The right mixture of sun and breeze

Having just got back from Italy Billy MacInnes muses on how the channel is a bit like perfect summer weather

I have just returned from ten days in Italy where the sun beat down unrelentingly, making the very occasional thunderstorm a welcome relief, to the wet and wild environs of Donegal where the occasional burst of sunshine in what has been an unremittingly rain-drenched summer is greeted with delusional optimism that the good weather is finally upon us at last.

The space that separate these two very different versions of ’summer’ is no more than 2,072 km and just under three hours travel by plane.
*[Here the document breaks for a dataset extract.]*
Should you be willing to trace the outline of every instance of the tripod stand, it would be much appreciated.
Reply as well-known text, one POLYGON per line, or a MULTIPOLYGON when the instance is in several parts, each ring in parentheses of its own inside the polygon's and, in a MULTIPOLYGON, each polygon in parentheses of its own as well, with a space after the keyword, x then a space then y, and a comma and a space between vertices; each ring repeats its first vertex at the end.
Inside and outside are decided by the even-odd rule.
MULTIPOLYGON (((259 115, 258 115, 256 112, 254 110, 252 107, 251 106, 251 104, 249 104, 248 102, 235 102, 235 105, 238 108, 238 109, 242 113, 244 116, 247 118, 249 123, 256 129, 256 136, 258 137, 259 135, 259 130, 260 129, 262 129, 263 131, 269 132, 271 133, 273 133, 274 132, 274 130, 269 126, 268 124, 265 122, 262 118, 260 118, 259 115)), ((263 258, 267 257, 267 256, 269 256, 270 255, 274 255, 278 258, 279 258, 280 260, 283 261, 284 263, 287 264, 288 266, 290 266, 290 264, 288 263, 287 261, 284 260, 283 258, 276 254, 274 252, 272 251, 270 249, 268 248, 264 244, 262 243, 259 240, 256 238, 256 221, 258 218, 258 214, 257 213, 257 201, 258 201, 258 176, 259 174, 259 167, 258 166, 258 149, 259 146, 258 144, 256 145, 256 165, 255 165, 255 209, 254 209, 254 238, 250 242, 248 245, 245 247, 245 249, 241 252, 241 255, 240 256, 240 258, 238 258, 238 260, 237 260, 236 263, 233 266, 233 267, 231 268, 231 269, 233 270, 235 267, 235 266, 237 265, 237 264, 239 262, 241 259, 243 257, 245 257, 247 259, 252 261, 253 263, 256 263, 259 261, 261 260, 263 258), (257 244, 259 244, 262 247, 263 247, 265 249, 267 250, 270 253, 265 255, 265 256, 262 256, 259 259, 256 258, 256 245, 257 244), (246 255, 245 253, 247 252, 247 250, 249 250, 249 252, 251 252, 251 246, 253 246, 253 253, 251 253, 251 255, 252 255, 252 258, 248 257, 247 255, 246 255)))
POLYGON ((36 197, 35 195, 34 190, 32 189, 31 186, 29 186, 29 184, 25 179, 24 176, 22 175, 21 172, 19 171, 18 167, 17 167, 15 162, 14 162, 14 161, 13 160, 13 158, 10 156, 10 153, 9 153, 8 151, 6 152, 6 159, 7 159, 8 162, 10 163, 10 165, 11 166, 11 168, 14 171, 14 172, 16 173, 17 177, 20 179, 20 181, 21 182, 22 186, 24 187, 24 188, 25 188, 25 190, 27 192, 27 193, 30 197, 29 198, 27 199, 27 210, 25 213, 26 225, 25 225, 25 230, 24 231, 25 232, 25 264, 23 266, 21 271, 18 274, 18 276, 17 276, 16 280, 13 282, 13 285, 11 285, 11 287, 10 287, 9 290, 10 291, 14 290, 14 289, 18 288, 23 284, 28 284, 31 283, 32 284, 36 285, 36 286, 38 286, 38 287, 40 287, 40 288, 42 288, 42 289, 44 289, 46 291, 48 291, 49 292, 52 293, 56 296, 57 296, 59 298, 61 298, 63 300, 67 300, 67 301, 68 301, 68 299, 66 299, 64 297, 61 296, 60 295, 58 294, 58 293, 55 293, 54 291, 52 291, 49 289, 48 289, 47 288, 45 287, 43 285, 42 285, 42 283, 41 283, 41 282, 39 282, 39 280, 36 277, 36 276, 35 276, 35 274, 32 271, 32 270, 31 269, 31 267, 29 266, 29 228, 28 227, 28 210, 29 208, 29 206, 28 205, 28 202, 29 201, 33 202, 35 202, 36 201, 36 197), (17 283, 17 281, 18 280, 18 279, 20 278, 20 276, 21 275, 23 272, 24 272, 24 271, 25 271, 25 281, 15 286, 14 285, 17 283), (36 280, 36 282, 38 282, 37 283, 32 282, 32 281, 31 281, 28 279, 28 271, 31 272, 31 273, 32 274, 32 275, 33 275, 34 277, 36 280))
In some respects, I think navigating such wide disparities in the weather in such a short distance is a bit like being a channel partner. For example, if you think of vendor hype about products and technology as promises of sunshine held out to a populace grown weary of looking out on too-dark rain-misty grey mornings and afternoons, then the role of channel partners is to ensure as much of that sunshine is provided as possible.

Similarly, if you picture customers as poor wretches wandering through a burning desert holding out their hands to the mirage of vendors promising cold running water and a constant cool breeze, then channel partners are there to try and ensure as much of the mirage becomes a reality as possible.

When channel partners get it right, it’s like giving people sweltering in Rome just the right amount of Donegal’s wind and rain or delivering the required amount of Rome’s sunshine and heat to the wet and shivering citizens of Donegal.

But the most important role channel partners play is in making sure customers get what they need to survive and thrive from vendors rather than what manufacturers think they should have so that vendors can survive and thrive. In other words, making sure their IT is not too hot or too cold but just right.

Meanwhile, for people like me surveying the lashing rain and howling wind here in Donegal, there is a grain of comfort to be taken from the fact that it’s still closer to Rome (2,072 km) than it is to the North Pole (3,935 km).